# Ignorant first timer. Toyota Sienna towing trailer



## Stephen2 (Jul 14, 2009)

I have no knowledge of any of this and no one to teach me.

Recently visiting a campground I noticed the many RV's and travel trailers that people had. It made me think about getting something like this for the family. 

I am interested in small travel trailer if I can and if not a pop up. I am driving a '01 Toyota Sienna. It does not have a hitch therefore I assume it does not have a towing package. The manual states that the maximum gross trailer weight should not exceed 2,000 lbs. 

I have 4 in my family. I was hoping for an older travel trailer. It need not be new, just functional. I would like something with a toilet and shower. This is why I would prefer the trailer and not the pop up. Maybe I am saying that all wrong... Probably. 

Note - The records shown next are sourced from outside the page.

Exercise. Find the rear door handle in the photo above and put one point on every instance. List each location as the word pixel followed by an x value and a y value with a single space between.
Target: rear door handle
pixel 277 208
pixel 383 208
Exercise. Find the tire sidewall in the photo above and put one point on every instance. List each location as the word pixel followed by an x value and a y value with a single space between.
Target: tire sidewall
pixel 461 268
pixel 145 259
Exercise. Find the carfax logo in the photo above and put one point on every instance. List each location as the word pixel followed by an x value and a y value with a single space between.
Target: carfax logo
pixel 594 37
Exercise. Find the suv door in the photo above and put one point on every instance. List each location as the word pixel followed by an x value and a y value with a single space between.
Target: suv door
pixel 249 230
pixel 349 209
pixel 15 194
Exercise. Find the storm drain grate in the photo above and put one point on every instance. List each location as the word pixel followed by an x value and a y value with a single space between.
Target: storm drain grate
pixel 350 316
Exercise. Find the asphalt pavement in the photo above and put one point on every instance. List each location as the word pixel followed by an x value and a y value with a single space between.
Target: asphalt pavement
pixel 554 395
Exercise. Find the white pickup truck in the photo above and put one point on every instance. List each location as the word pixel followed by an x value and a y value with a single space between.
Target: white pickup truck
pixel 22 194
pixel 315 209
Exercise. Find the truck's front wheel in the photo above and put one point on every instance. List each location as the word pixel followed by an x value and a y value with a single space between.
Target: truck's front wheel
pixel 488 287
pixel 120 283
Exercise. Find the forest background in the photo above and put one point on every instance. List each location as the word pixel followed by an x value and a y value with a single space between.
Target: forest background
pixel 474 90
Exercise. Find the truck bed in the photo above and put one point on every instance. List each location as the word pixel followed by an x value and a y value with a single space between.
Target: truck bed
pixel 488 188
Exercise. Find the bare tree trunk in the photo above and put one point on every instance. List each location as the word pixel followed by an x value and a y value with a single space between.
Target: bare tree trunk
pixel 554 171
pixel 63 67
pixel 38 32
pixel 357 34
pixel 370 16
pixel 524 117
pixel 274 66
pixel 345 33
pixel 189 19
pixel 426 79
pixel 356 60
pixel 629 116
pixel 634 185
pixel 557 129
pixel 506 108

I don't even know where to start. I thought I should start with checking on the cost of the hitch but then then I need to know what I am hauling. 

Any suggestions on where to start? I'd like to try to start adding up the pieces and money involved. I could call an RV place but I don't want to have people try to be selling me stuff. I just need to know where to start. 

Thanks!


----------



## C Nash (Jul 14, 2009)

Re: Ignorant first timer. Toyota Sienna towing trailer

Welcome to the forum Stephen.  Think you will have a problem finding a tt that the sienna will tow.  Even one of the teardrops will pretty much overload IMO.  Maybe a small pop up but I would try to stay in the 800 lb range.  Remember that the towing weight will also be affected by what you have in the tow vehicle also.  2000 is not much.  Think you should look into a better tow vehicle or just rent a camper to see if it's a lifestyle you and family like.  Maybe a class C for trial or you may find a rental that offers a tow and TT.  Good luck and remember this is just my opinion.


----------



## Kirk (Jul 14, 2009)

Re: Ignorant first timer. Toyota Sienna towing trailer

I would agree that there are very few RVs which will weigh less than 2000# when loaded for travel, but there probably are a few. The only trailer that I can think of which may qualify would be the Casita Travel trailer. http://www.casitatraveltrailers.com/about.html

There may also be several of the smaller pop-up trailers that could be under the limit of what you can tow. I suggest that you ask for the GVWR or gross weight limit of any RV considered as you will be risking the safety of your family to tow something that is too heavy at highway speeds. Keep safety first!


----------



## canadiancamper (Jul 21, 2009)

Re: Ignorant first timer. Toyota Sienna towing trailer

Hello. i have a 1999 Ford Windstar .It is rated to pull 2000lbs. My camper , a 1974 Cygnet 16ft weighs 1395 lb. The van pulls it with no real problems, as long as the overdrive is turned off on the transmission. If i were to travel some where that was hilly, i might look into a transmission cooler. but other than that, I have towed it with no problems. I keep my speed around 80-90kmph. There are four of us in the van, plus lugage.
i would make sure your van is well serviced and mechiancly in good shape before investing in it as a tow rig. U-haul has a hitches and wire kits for most rigs. It was $75 for the wire kit, and  $125 for the hitch. I installed it myself.
Hope this of help.


----------



## canadiancamper (Jul 21, 2009)

RE: Ignorant first timer. Toyota Sienna towing trailer

I thought later, I belong to the Tin Can Tourist Club, and I have noticed while veiwing the classafides, that 1. a lot of the older campers,50's-60's-70's, weigh in under 1500lbs. And 2. that the lighter the camper the less chance of having a proper washroom, and fewer things like hot water. Most have a closet for a pot-a-pottie, which means closer parking to the camp washrooms. 
I find the newer the camper, the more it weighs. Almost all the pop up campers I looked at were over 2000lbs.
I lucked out in finding my little camper, as it is light weight, sleeps 5, has a kitchen, and decent storage.It has a tounge weight of 100lbs, which is good, as it doesn't effect the vans handling .
But it comes at the cost of a washroom, and hot water. But i guess that is a trade off i can live with, as we really only use it a half dozen times a year, and for only 4-5 nights each time.
You may want to check out the Tin can site at http://www.tincantourists.com/ . You may find some good ideas of what you are looking for.


----------